Говорят, счастье любит тишину. А я просто хочу,
Чтоб из моих заметок на бумагу, и в чью-то закладку
На любимом месте. И чувствовать, что могу
Горький вкус кофеина подсластить шоколадкой.
Хочется этими строчками, кого-то спасти и спастись самой
От одиночества прочного, заселяя в душах искру.
От этих искр зажигается жизнь благодатным огнем.
Я стихами живу и, когда-то, кому-то их подарю.
Мы упрямые бродим по комнатам в остром холоде.
И кремень не по назначению в душах используем.
Сколько там еще бродит таких как мы олухов?
Бездомные в доме свой угол ищем, укромный.
Без повода, доводов, не выйдем из норы к нему.
Своему скромному, со скоростью света движения
Ускользающему, млечному пути, разлитому по утру
Чашкой кофе с молоком безлактозным по небу.

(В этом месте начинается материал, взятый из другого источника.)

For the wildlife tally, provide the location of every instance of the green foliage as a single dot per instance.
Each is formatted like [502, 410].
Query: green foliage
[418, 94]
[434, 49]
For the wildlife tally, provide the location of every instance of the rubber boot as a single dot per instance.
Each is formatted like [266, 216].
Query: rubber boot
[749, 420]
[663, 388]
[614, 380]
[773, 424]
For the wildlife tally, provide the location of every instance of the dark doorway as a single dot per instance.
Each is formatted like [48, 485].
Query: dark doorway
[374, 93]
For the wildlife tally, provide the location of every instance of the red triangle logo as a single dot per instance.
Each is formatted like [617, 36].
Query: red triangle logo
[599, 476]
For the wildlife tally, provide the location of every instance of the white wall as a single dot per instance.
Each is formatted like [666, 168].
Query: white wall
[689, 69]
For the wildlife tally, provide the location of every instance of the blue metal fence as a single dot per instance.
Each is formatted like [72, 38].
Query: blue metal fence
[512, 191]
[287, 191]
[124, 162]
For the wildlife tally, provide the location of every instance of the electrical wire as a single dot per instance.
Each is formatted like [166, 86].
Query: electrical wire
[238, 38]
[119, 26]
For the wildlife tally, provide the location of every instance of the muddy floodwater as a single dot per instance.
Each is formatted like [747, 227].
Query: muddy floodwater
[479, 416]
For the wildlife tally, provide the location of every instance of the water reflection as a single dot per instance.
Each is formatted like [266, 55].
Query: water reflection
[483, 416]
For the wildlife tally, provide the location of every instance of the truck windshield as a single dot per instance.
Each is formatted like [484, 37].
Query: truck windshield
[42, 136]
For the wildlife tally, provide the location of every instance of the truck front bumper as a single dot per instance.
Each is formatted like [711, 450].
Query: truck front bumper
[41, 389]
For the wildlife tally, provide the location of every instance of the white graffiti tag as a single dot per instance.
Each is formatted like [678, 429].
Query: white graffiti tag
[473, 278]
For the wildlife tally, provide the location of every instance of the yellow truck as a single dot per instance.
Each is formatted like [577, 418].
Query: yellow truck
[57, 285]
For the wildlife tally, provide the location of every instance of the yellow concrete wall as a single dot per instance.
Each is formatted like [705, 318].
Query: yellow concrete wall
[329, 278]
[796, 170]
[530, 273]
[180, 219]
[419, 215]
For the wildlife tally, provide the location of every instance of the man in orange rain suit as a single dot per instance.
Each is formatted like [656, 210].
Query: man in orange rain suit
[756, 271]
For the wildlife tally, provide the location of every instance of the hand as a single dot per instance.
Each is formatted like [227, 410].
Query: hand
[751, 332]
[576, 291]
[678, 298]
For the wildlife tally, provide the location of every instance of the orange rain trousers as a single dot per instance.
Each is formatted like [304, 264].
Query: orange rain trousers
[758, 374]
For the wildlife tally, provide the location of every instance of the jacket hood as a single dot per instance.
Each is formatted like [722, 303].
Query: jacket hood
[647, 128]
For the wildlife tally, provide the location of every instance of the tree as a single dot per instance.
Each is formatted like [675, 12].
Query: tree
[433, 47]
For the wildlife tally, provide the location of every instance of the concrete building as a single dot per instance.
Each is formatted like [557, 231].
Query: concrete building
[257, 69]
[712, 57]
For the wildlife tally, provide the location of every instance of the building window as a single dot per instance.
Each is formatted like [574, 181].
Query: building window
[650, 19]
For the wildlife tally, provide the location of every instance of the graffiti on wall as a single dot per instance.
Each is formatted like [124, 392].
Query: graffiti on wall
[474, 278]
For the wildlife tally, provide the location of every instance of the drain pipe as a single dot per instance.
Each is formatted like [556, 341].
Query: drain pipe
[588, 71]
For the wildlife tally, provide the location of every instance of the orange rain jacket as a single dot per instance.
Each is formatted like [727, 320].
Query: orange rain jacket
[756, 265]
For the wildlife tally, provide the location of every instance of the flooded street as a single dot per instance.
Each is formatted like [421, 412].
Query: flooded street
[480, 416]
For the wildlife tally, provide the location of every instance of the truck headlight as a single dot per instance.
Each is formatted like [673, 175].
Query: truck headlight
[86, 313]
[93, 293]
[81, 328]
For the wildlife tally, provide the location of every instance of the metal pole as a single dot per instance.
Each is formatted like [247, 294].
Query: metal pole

Желания, надежно, в тайнах за семью печатями.
Надежды, стеснительно, стихом перед зрителем
На сценическом стуле кухонного драмтеатра,
Под аплодисментов шум, никогда неуслышанных.
В дутые куртки прячем бороды, в жизненном ринге,
В сопротивленьи стремлений, друг в друга направленных.
От ударов судьбы признаемся в безумстве, бессилии,
Оставаясь одними на свете, без света, нормальными.
Драматургами, в тщетных стараниях пьесу поставить,
Чтоб до дрожи, крика и хрипоты, и неоднократно.
Вымирающим видом людей в волчьей стае.
Мы останемся, в строчках своих, никому так и непонятых.
Погрязшие по уши, в своих больных сублимациях.
Улыбку сменила ухмылка кривая, бездушная.
Заблудшие в, чужих и своих лабиринтов, прострациях.
Не вспомним и цвета вчерашней, смятой подушки.
Оставьте в заметках меня, в темноте продолжать жизнь писать.
Мы связаны общими строчками, в тишине многоточий.
К разговорам сводится, снова, как трудно, но хочется доверять.
У нас обоих в груди пробоина и, по общему, мы обесточены.
Хочется знать, что там впереди, что-то новое, искреннее.
А жизнь, раз за разом, подкидывает, что-то для опыта.
Бенгальскими огньками, снова, любуюсь быссмысленно.
И нет ни желания, ни сил поставить на стоп это.
Не важно в храме, под куполами, с крестами на исповеди,
Или в тесной комнате, со стаканом крепкого виски.